The two terms get used interchangeably, so, before we dive into the details of crawl, let's clarify the differences.

Web scraping refers to extracting specific data from individual web pages, such as a Wikipedia article or technical tutorial. It's primarily used when you need specific information from pages with known URLs.

Web crawling walks a site by following links, discovering pages as it goes. The focus is on navigation and URL discovery, not on any single page.

For example, to build a chatbot that answers questions about Stripe's documentation, you would need:

1. Web crawling to discover and traverse all pages in Stripe's documentation site
2. Web scraping to extract the actual content from each discovered page

The web scraping vs web crawling distinction matters when choosing which Firecrawl endpoint fits your task.

Firecrawl's crawl method combines both capabilities:

1. URL analysis: Identifies links through sitemap or page traversal
2. Recursive traversal: Follows links to discover sub-pages
3. Content scraping: Extracts clean content from each page
4. Results compilation: Converts everything to structured data

When you pass the URL https://docs.stripe.com/api to the method, it automatically discovers and crawls all documentation sub-pages. The method returns the content in your preferred format, whether that's markdown, HTML, screenshots, links, or metadata.
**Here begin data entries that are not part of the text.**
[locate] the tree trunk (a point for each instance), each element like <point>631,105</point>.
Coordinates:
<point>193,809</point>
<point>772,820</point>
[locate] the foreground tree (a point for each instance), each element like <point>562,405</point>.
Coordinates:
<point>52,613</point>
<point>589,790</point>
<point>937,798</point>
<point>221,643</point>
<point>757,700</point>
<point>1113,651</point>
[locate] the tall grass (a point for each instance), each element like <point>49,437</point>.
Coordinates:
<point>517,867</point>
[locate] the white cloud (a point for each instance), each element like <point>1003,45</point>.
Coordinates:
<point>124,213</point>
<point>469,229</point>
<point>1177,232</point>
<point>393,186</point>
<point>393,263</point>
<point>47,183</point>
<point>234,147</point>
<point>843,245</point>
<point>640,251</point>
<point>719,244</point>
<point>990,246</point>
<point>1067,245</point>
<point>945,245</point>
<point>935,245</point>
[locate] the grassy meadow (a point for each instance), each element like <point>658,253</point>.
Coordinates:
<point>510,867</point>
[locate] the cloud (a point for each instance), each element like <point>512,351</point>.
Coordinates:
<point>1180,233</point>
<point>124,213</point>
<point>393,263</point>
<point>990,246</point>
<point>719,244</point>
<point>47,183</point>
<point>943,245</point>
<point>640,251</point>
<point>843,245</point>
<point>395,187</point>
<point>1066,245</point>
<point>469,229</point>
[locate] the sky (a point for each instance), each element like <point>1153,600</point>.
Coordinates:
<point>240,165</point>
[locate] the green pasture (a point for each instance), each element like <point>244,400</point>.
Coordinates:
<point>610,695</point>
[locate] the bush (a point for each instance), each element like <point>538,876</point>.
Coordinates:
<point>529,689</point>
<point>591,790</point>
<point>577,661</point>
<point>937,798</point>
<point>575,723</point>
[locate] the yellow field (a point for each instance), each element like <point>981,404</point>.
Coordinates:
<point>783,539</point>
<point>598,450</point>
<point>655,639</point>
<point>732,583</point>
Firecrawl gives AI agents and apps fast, reliable web context, with search, scraping, and interaction tools that all return clean markdown. The crawl endpoint is the part of that toolkit you reach for when one page isn't enough. You can call it from the REST API directly, from one of the SDKs (Python, Node, Go, Rust), through the MCP server, or from the CLI. This tutorial uses the Python SDK.

To get started:

1. Sign up at firecrawl.dev and copy your API key
2. Save the key as an environment variable:

export FIRECRAWL_API_KEY='fc-YOUR-KEY-HERE'

Or use a dot-env file:

touch .env
echo "FIRECRAWL_API_KEY='fc-YOUR-KEY-HERE'" >> .env

Then use the Python SDK:

from firecrawl import Firecrawl  # pip install firecrawl-py
from dotenv import load_dotenv
import os
 
load_dotenv()
app = Firecrawl()

Once your API key is loaded, the Firecrawl class uses it to establish a connection to the Firecrawl API engine.

First, we'll crawl the https://books.toscrape.com/ website, which is designed for web scraping practice:

A traditional approach with beautifulsoup4 or lxml would mean dozens of lines for HTML parsing and pagination. Firecrawl's crawl method does it in one line:

base_url = "https://books.toscrape.com/"
crawl_result = app.crawl(url=base_url, limit=20)
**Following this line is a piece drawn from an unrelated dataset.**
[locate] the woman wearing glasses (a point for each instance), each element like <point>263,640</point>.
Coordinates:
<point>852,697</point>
The result is a dictionary with the following keys:

print(f"Status: {crawl_result.status}")
print(f"Total pages: {crawl_result.total}")
print(f"Credits used: {crawl_result.credits_used}")
print(f"Completed: {crawl_result.completed}")

Status: completed
Total pages: 3
Credits used: 3
Completed: 3

First, we are interested in the status of the crawl job:

crawl_result.status

'completed'

If it is completed, let's see how many pages were scraped:

crawl_result.total

3

3 pages (this took about 8 seconds on my machine, though speed varies based on your connection and the target site). Let's examine one of the elements in the data list:

sample_page = crawl_result.data[0]
markdown_content = sample_page.markdown
 
print(markdown_content[:500])

- [Home](https://books.toscrape.com/index.html)
- All products
 
# All products
 
**1000** results - showing **1** to **20**.
 
**Warning!** This is a demo website for web scraping purposes. Prices and ratings here were randomly assigned and have no real meaning.
 
01. [![A Light in the Attic](https://books.toscrape.com/media/cache/2c/da/2cdad67c44b002e7ead0cc35693c0e8b.jpg)](https://books.toscrape.com/catalogue/a-light-in-the-attic_1000/index.html)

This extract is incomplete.